- Born: 1938 Trebujena, Andalusia, Spain
- Died: 2002 (aged 63–64) Trebujena, Andalusia, Spain

= Loren Arana Arellano =

Spanish LGBTQ rights activist (1938–2002)

Loren Arana Arellano (1938–2002) was a Spanish trans woman and LGBTQ rights activist. She lived from prostitution in Madrid and became known for starring in the 1983 documentary Vestida de azul.

== Life and career ==
Loren Arana Arellano was born in 1938, into a family of eight siblings. She grew up in the municipality of Trebujena, in the province of Cádiz. She completed her military service, and later adopted the name of Loren. She worked in the house of some marquises as a domestic service staff.

In 1983, she starred in the documentary by Antonio Giménez-Rico Vestida de azul, a pioneer in the representation of the reality of trans women in Spain.

She suffered a stroke, according to her partner and friend Juani Ruiz.

At some point in her life she was imprisoned in Carabanchel by the Law of Danger and Social Rehabilitation, and after serving her sentence, in 1996 she moved from Madrid to her hometown, where she lived until her death in 2002.

== Legacy ==
On February 25, 2019, the writer and LGBTQ activist Valeria Vegas published her essay Vestidas de azul, focused on investigating the lives of the 6 members of the original documentary, including Arellano, who had completely disappeared from the public eye after its premiere.
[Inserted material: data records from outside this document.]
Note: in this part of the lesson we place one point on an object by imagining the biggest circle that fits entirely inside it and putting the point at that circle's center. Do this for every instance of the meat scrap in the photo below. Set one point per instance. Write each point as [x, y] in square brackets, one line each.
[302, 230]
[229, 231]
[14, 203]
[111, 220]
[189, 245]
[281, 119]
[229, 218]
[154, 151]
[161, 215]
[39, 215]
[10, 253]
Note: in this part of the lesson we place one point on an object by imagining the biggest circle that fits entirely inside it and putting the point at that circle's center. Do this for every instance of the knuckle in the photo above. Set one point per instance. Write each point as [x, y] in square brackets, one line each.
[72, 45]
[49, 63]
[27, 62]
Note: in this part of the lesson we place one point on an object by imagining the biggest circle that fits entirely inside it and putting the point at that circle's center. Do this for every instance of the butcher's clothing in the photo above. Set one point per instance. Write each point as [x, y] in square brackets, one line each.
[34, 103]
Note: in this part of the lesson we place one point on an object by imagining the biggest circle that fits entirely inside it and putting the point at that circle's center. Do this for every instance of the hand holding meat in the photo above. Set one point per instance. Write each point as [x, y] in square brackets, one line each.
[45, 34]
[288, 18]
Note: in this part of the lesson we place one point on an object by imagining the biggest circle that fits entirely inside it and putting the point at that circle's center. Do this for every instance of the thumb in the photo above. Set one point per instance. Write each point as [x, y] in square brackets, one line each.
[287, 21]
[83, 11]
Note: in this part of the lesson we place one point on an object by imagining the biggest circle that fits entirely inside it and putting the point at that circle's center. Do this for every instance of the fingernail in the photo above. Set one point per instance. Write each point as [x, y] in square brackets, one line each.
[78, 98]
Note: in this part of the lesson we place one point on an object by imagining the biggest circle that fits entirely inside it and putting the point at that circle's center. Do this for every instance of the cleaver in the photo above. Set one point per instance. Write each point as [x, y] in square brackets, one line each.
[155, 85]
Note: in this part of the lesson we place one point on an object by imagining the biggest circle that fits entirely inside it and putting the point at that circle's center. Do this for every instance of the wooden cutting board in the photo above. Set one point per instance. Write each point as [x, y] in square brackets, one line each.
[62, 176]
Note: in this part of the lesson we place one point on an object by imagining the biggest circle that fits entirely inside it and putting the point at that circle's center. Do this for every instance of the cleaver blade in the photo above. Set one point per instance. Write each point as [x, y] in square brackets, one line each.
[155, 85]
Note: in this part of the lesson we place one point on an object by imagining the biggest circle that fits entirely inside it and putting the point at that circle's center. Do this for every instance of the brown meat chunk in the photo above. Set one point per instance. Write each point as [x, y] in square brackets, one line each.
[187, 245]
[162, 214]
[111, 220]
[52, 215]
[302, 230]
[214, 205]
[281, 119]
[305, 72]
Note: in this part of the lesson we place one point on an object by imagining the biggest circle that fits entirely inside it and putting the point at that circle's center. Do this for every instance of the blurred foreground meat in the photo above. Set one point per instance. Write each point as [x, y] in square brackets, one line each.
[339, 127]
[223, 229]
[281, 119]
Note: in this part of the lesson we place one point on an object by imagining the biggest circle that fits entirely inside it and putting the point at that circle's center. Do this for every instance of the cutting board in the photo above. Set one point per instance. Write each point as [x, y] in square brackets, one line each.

The 2019 LGBT Pride week was dedicated to Arellano's memory. The writer Valeria Vegas made a presentation of her work Vestidas de azul, focused on the lives of Arellano and the rest of the protagonists of the documentary. On June 28, a screening of this documentary was held and, finally, on the 29th, a plaque was inaugurated in tribute to Arellano on Doña Amparo Salazar Street, where she was born.

In November 2023, Atresmedia premiered the series Vestidas de azul, which focused on the protagonists of the 2019 documentary. Nacha was played by actress Bimba Farelo during her time in compulsory military service, and by Rossa Ceballos as an adult.